Attaque de chiens et morsure

Samba se fait mordre à plusieurs reprises à la cuisse avant de donner à son tour des coups de dents pour se sortir de cette situation. Au moment où elle s’enfuit, la propriétaire des chiens arrive pour les récupérer. Je m’en vais m’occuper de Samba qui a la cuisse en sang. J’ai la chance d’avoir le contact d’Océane, une fille qui n’habite pas très loin et qui me suit sur Instagram. Elle était censée nous accueillir le lendemain soir mais vient nous chercher tout de suite pour emmener Samba chez un vétérinaire. Samba a dû être opérée et a besoin de quinze jours de repos. Il ne nous reste qu’une dizaine de jours pour atteindre Espalion, alors je décide de mettre un terme à l’aventure ici. Nous rejoignons Toulouse en fin de journée grâce à mon frère venu nous récupérer. Ce n’est pas la fin de voyage que j’imaginais et encore moins celle que j’espérais. L’important cependant est que Samba se repose pour que ses plaies cicatrisent correctement.

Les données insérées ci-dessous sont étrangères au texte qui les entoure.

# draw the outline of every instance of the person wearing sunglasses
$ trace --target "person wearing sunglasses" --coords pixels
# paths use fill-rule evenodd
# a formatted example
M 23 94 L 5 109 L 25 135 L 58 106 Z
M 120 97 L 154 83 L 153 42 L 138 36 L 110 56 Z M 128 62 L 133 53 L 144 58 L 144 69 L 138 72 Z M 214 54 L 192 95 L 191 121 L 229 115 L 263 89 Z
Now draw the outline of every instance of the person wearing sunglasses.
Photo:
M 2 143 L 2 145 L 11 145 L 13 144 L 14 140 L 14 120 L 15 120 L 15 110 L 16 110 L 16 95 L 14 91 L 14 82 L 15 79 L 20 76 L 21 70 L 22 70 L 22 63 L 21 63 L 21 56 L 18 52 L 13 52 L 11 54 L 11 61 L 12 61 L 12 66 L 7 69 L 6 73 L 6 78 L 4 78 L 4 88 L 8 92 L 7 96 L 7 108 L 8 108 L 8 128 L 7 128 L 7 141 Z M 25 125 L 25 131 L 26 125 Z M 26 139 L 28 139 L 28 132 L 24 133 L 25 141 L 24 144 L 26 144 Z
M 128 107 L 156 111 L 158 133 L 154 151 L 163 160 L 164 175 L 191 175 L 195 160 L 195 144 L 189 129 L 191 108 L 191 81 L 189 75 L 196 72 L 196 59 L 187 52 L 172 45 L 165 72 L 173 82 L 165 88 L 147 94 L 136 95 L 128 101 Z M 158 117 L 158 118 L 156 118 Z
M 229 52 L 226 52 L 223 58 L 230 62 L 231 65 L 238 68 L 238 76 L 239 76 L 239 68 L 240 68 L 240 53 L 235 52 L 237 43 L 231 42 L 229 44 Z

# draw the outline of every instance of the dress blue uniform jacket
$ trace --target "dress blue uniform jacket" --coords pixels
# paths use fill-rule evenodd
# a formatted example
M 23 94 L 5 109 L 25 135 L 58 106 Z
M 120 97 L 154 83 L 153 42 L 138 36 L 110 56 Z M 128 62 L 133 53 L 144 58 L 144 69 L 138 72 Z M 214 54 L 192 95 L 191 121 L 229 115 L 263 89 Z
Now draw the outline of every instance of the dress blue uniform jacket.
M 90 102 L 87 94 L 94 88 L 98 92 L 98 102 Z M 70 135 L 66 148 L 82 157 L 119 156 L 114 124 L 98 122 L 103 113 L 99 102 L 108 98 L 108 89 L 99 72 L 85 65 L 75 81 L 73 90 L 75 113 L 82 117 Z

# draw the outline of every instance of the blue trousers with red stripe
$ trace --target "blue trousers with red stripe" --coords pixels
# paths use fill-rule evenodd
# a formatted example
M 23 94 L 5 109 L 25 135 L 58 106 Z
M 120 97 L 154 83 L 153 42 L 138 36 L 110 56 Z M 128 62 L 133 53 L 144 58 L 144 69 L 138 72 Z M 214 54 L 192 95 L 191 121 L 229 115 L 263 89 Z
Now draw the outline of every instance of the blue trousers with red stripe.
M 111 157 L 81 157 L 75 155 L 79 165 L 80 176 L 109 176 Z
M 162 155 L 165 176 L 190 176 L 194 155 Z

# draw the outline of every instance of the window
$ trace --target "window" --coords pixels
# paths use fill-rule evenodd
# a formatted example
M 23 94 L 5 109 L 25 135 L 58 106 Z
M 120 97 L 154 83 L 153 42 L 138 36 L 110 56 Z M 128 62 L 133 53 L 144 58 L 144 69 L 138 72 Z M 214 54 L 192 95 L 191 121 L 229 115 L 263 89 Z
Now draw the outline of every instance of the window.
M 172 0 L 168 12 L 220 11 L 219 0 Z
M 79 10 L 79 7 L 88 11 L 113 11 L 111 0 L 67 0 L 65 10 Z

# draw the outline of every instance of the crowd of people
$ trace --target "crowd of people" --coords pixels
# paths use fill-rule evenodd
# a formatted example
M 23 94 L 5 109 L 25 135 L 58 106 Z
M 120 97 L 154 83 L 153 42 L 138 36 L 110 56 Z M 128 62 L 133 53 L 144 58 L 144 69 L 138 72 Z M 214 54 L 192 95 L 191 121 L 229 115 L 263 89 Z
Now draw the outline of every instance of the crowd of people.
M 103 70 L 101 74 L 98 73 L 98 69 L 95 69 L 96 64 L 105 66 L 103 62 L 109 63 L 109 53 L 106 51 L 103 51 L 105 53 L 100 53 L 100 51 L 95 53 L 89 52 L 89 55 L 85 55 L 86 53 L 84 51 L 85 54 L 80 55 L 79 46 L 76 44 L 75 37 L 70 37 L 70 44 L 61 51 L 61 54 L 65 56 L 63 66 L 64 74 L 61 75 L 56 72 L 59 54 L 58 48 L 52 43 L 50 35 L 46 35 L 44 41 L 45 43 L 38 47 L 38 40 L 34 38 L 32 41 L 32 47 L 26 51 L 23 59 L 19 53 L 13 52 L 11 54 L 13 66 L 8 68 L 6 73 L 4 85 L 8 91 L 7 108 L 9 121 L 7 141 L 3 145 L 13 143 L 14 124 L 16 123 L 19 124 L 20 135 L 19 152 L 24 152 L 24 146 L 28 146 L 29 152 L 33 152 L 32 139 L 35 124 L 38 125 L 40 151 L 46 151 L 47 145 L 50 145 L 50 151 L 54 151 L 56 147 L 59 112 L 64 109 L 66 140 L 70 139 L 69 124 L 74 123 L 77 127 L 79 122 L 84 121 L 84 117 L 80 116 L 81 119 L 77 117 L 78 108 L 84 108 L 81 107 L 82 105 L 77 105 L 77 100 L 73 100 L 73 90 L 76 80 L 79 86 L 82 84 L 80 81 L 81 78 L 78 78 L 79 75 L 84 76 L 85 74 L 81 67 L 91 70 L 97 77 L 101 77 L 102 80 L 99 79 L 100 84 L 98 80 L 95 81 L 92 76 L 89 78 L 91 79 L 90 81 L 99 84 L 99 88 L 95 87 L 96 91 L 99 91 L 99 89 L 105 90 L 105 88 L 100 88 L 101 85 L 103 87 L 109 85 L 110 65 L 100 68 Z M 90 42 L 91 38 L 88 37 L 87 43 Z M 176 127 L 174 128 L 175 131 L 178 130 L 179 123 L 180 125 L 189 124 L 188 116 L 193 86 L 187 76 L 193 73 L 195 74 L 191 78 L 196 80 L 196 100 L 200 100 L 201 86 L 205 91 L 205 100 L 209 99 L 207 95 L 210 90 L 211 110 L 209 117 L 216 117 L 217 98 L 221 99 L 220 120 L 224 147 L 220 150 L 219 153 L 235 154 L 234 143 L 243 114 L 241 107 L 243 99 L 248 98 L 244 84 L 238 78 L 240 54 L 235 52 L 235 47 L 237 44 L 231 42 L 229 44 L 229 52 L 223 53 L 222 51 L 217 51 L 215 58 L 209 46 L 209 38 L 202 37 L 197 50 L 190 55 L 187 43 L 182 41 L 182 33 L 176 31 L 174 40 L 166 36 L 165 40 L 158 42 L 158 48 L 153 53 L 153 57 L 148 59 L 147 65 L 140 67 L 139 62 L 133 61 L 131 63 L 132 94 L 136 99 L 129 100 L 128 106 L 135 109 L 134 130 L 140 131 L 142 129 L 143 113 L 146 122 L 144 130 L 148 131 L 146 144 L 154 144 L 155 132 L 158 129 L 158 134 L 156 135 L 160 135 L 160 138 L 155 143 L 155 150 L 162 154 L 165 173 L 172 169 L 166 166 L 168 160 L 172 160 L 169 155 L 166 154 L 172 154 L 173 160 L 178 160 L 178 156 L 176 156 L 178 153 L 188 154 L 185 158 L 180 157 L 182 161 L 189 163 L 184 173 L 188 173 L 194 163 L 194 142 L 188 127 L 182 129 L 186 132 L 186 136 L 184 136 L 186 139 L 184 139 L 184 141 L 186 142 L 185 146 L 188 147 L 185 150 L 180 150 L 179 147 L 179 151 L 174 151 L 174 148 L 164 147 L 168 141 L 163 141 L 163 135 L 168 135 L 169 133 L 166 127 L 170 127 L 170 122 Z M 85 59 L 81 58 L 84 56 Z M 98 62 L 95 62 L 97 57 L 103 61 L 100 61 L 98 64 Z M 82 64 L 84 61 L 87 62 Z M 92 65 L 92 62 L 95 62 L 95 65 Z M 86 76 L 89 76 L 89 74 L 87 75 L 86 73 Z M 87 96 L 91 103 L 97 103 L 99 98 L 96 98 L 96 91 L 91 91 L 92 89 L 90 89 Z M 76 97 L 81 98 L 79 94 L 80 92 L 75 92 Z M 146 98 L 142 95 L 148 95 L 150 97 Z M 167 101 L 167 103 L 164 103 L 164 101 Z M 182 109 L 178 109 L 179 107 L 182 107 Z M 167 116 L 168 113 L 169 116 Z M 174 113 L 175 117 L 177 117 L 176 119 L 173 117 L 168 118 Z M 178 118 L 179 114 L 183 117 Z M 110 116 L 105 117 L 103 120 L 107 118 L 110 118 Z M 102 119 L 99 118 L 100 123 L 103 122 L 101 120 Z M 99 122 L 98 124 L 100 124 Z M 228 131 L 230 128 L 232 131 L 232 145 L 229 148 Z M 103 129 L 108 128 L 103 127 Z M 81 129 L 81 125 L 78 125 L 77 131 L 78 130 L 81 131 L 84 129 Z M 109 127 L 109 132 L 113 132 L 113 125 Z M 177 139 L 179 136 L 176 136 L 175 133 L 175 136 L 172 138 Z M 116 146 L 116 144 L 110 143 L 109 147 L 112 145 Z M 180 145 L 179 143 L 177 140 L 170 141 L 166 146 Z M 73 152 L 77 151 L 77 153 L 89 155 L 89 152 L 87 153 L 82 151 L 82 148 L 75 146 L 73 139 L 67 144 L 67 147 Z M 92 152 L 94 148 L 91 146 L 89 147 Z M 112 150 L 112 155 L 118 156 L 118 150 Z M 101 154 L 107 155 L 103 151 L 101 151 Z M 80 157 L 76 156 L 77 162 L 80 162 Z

C’est donc après 6.300km de parcours (dont 4.500km de marche) que nous rentrons à Espalion, en train. Je suis forcément un peu frustré, moi qui tenais à rentrer à pied, comme j’étais parti. Mais je préfère me concentrer sur les neuf mois extraordinaires qui viennent de passer. Des semaines remplies de rencontres, de découvertes, de paysages variés qui font qu’aujourd’hui je suis fier d’avoir accompli un tel périple. J’étais parti dans le but de profiter et de prendre du temps mais aussi afin de découvrir la France. Je peux aujourd’hui vous dire que nous avons un très beau pays et que les Français, quoi qu’on en dise, sont très accueillants. Peu importe la région, j’ai toujours trouvé de l’aide lorsque j’en avais besoin et j’ai régulièrement été invité à dormir chez les gens, sans avoir besoin de toquer aux portes. Fin.